Я глупо заулыбался и отрицательно мотнул головой.

На самом деле это и к лучшему, что она поехала со мной, а то я бы так и увёз пластиковую карточку её соседки по комнате.

Когда мы поднялись наверх, я еле отдышался. Здесь была тень, и мы долго сидели на лавочке, не обращая внимания на прохожих. Я, кажется, спал. Вдруг к нам подсел какой-то вонючий бомж и попросил покурить:

– Братан, закурить есть?

Только тут я заметил, что вся джинсовка бедной Зойки в грязи, коса растрепалась, красная резинка на кончике её лопнула и висит вниз верёвочкой, словно продолжение волос. Я, наверно, был в таком же виде, и бомж принял нас за своих.

Мы встали со скамейки и ушли. Зойка проводила меня до самого дома Пончика. Я вошёл в подъезд и дождался, пока она уйдёт, потом перегнал машину в соседний двор, поставил её в тени и лёг спать на заднем сиденье. Не знаю, сколько времени продрых, но проснулся от жары. Машина нагрелась на солнце, и нечем было дышать. Я открыл обе задние дверки и в одну вытянул ноги. Приятный ветерок побежал по вспотевшему лицу. Тут я заметил на площадке всё тех же детей, видно, они не ходили в садик. Девочка лепила куличи, а мальчик их давил. На скамейке сидела девушка, только теперь не читала, а писала чего-то. Мне стало стыдно своего присутствия, и я решился перегнать машину ещё раз. Но везде были детские площадки или жаркое солнце. Наконец удалось найти местечко под деревьями. Второй раз я проснулся ночью в прохладе и тишине. Москва жила, но где-то в стороне. Здесь же было тихо и спокойно. Первым делом пришлось пойти на разведку, чтобы узнать, как выехать на трассу. Помог мне, по-моему, тот самый утренний бомж. Он снова принял меня за своего и оказался знатоком дорог, словно всю жизнь на машине разъезжает. А может, он мечтает об этом или каждый раз представляет.
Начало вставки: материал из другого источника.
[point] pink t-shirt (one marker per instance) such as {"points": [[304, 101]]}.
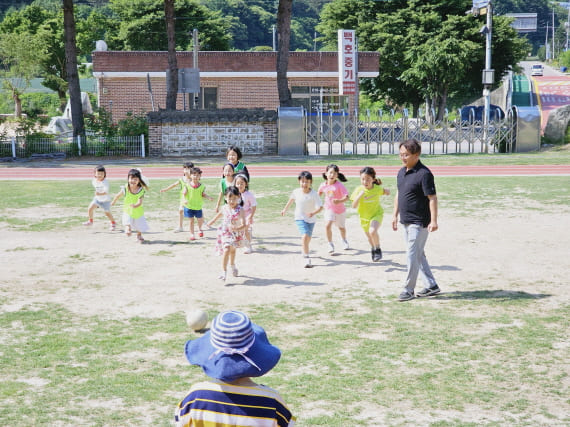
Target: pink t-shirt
{"points": [[334, 191]]}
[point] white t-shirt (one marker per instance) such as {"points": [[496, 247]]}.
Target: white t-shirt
{"points": [[305, 203], [101, 187]]}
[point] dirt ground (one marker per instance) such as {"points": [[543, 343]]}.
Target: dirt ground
{"points": [[99, 272]]}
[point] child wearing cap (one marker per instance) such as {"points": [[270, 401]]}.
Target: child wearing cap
{"points": [[231, 352]]}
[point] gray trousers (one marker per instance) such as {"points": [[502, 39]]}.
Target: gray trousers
{"points": [[416, 238]]}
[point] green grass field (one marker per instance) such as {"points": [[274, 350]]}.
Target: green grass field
{"points": [[471, 358]]}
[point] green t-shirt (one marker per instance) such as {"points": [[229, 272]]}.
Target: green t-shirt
{"points": [[369, 205]]}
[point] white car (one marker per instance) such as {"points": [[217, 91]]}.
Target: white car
{"points": [[536, 70]]}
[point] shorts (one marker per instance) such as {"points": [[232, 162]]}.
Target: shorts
{"points": [[106, 206], [305, 227], [338, 219], [192, 213], [365, 222]]}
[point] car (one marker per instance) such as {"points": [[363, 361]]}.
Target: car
{"points": [[536, 70]]}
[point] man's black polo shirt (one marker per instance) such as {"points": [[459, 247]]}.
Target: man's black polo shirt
{"points": [[413, 188]]}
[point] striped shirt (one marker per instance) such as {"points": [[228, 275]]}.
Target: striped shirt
{"points": [[215, 403]]}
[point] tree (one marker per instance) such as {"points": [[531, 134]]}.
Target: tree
{"points": [[172, 72], [284, 33], [71, 67], [19, 54], [142, 25], [430, 51]]}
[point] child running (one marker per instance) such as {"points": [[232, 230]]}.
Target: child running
{"points": [[182, 182], [249, 208], [194, 193], [102, 198], [233, 155], [335, 211], [307, 205], [230, 232], [226, 181], [366, 197], [133, 211]]}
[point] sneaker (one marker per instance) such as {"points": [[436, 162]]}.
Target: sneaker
{"points": [[405, 296], [377, 254], [427, 292]]}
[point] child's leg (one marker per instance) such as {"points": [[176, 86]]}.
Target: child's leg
{"points": [[305, 240], [373, 233], [328, 230], [110, 216], [181, 218]]}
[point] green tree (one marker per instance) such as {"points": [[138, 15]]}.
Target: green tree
{"points": [[430, 51], [142, 25], [19, 54]]}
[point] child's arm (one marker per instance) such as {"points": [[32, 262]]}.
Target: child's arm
{"points": [[119, 194], [216, 217], [249, 218], [171, 186], [289, 203], [137, 204], [356, 200], [219, 201]]}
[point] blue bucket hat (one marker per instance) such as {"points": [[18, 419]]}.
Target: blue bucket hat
{"points": [[233, 348]]}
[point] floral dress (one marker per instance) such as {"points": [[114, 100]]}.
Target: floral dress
{"points": [[226, 237]]}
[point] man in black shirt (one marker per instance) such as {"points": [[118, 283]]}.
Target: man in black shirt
{"points": [[416, 203]]}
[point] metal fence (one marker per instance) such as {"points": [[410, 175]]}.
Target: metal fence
{"points": [[380, 133], [91, 145]]}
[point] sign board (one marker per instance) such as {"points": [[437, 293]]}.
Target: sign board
{"points": [[347, 62], [524, 22], [188, 80]]}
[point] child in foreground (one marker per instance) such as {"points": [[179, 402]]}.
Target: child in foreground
{"points": [[249, 208], [335, 211], [366, 198], [194, 193], [133, 211], [307, 205], [182, 182], [225, 182], [102, 198], [231, 231], [230, 353]]}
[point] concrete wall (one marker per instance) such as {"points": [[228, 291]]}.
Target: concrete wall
{"points": [[209, 133]]}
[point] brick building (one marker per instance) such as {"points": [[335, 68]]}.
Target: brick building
{"points": [[227, 80]]}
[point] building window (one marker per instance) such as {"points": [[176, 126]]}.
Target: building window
{"points": [[318, 98]]}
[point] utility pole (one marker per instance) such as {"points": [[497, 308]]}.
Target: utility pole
{"points": [[488, 76]]}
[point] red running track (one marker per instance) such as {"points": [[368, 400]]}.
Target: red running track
{"points": [[158, 172]]}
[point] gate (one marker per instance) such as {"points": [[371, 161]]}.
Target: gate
{"points": [[338, 133]]}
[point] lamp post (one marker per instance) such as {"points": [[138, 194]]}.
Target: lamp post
{"points": [[488, 77]]}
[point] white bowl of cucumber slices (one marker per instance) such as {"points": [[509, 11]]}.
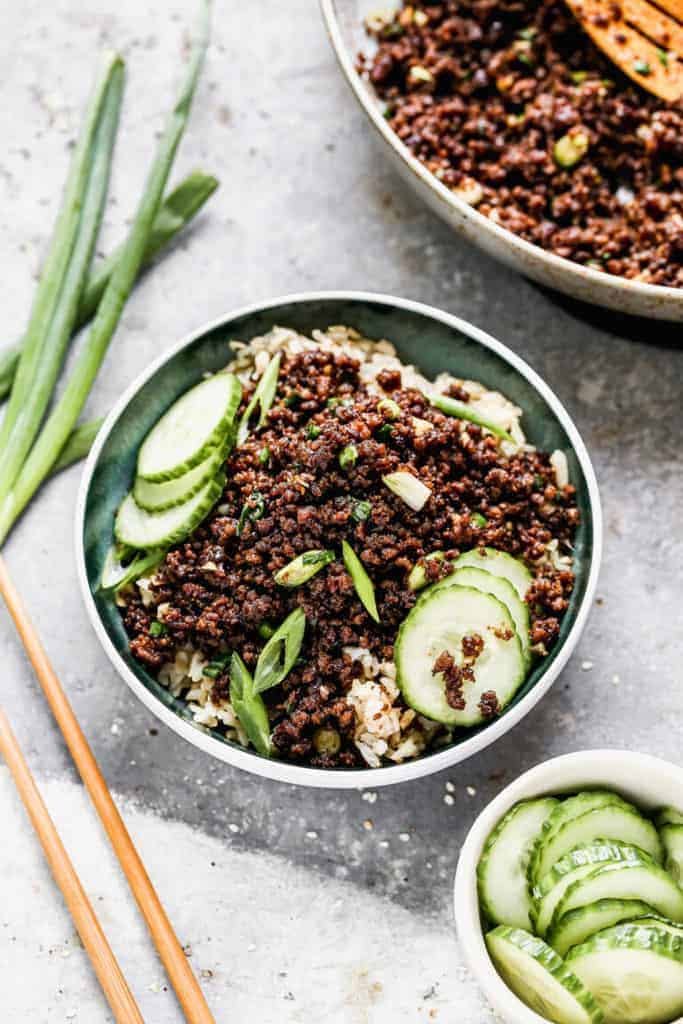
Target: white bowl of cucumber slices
{"points": [[568, 897]]}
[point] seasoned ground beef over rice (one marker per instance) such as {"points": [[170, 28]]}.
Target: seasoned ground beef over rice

– Только тебя не посадят, можешь не пробовать, – сказал он напоследок.

Я только пожал плечами. Самое сложное было выехать из дворов. Везде стояли припаркованные машины, и я боялся их задеть в ночи. А потом всё пошло как по маслу: никаких пробок, всё по прямой и по прямой, ну почти по прямой. Мне казалось, что бомж сидит рядом со мной не пристегнувшись и показывает руками, как проехать, а в салоне от этого пахнет нестерпимо. В салоне на самом деле пахло. Москва выплёвывала меня, пожевав перед этим. Глаза, сначала уставшие в ночи от света фар встречных машин и уличных фонарей, теперь пригляделись, словно сами загорелись, как фонари, и светились, воспалённые. Выскочив на трассу, я вспомнил о деньгах в кармане, заехал на первую же заправку и залил бак под завязку. Неплохое, конечно, посещение Москвы, столицы нашей Родины. Главной достопримечательностью её оказался музей патологий. Просто замечательно. Наверно, специально для таких, как я. Да нечего было и соваться, если не туда ехал. Вообще, в Москве я один раз был, когда возвращался из армии. Правда, тогда меня из аэропорта провезли на такси до вокзала, и я ничего не видел.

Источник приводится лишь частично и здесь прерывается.